Department of National Defence

Department of National Defence

March 30, 2009 10:11 ET

Government of Canada Announces Location of Satellite Reception Ground Stations for Polar Epsilon

OTTAWA, ONTARIO--(Marketwire - March 30, 2009) - The Honourable Peter Gordon MacKay, Minister of National Defence and Minister for the Atlantic Gateway, announced today the locations of the two satellite reception ground stations for the Polar Epsilon project, marking the start of the second phase of this vital Arctic surveillance project.

The ground stations, to be located on the west coast in Aldergrove, British Columbia and on the east coast in Masstown, Nova Scotia, will be key components of the Canadian Forces' enhanced surveillance and security capabilities in the Arctic and our maritime approaches. The ground stations will also enhance Canada's ground infrastructure for satellite operations, further enabling our nation's capacity to receive and exploit space-based data for defence, maritime security and the monitoring of our environment and natural resources.

"These ground stations will help Canada to exercise our sovereignty in the Arctic," said Minister MacKay. "Without question, Polar Epsilon, combined with the extensive capabilities of the RADARSAT-2 satellite, will make Canada a world leader in using space-based radar surveillance technology."

"Our Government continues to make major investments in Arctic research that will fulfill the goals of our integrated Northern Strategy," said Chuck Strahl, Minister of Indian Affairs and Northern Development and Federal Interlocutor for Metis and Non-Status Indians. "The data we receive from Polar Epsilon will help protect the North's environmental heritage."

The ground stations, which will be wholly owned and operated by the Government of Canada, will receive and process primarily satellite imagery from the RADARSAT-2 satellite launched in mid-December 2007 by MacDonald Dettwiler and Associates. The design and construction of the ground stations will start immediately, and is expected to be completed by late 2010. In addition to enhancing domestic security, increased defence investments will bring economic benefits to Canadian industry. The Canadian high tech and aerospace industries will profit from the investment of millions of dollars required for this next phase of the Polar Epsilon Project.


For further information about Polar Epsilon, please see the backgrounder, available on the DND website at:



The Polar Epsilon project provides enhanced surveillance capabilities for the Department of National Defence/Canadian Forces (DND/CF), which will improve their ability to act quickly in the event of a crisis at home and overseas.

Polar Epsilon was initially developed to address the need of the CF to improve surveillance capabilities over the Arctic and other large areas of responsibility. Polar Epsilon is a space-based wide area surveillance and support capability that is owned and run by DND. The project, valued at approximately $64.5 million, was approved on May 30, 2005.
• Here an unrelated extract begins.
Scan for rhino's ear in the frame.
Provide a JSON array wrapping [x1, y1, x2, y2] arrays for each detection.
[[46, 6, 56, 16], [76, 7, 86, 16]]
The Polar Epsilon project involves using information from RADARSAT-2 to produce imagery for military commanders in their areas of responsibility during the conduct of operations. This includes the surveillance of Canada's Arctic region, including its ocean approaches, the detection and tracking of foreign vessels, and support to CF operations globally. Polar Epsilon's capability to enhance CF situational awareness is due to its ability to provide all-weather day/night surveillance in areas where other sensors are limited or unable to operate.

Polar Epsilon has completed its definition phases and is now in implementation for all capabilities including Arctic Surveillance, Environmental Sensing and Maritime Surveillance. These enhanced capabilities will help Canada exercise our sovereignty in the North and protect our environmental heritage.

The implementation phase of Polar Epsilon will begin immediately, and includes the design and construction of two new RADARSAT-2 ground stations, one on the east coast in Masstown, Nova Scotia, and the other on the west coast in Aldergrove, British Columbia. The definition phase for the ground stations was completed by MacDonald Dettwiler and Associates (MDA).

The ground stations will be wholly owned and operated by the Government of Canada and are expected to be operational by late 2010.

The advantage of Polar Epsilon is that its imagery can be used for precise cueing and location of activities, which allows for a more efficient and cost-effective use of other Canadian military assets, such as patrol aircraft and ships. Polar Epsilon can also be used to survey for oil or water pollution, aircraft or satellite crash sites. The project however, does not have the capability to detect ballistic missiles, nor can it track small vessels or individuals. The data provided by Polar Epsilon is used primarily to support military operations, but will provide significant information to several departments and agencies to support their daily operations.

RADARSAT-2, the satellite from which Polar Epsilon draws its information, is a world leading commercially available radar satellite. The Government of Canada, through the Canadian Space Agency, has invested $445 million in the RADARSAT-2 program. RADARSAT-2 is commercially owned and operated by MDA, a Canadian company headquartered in Richmond, British Columbia. RADARSAT-2 was launched in mid-December 2007.

Completion of the Polar Epsilon project is expected by March 2011.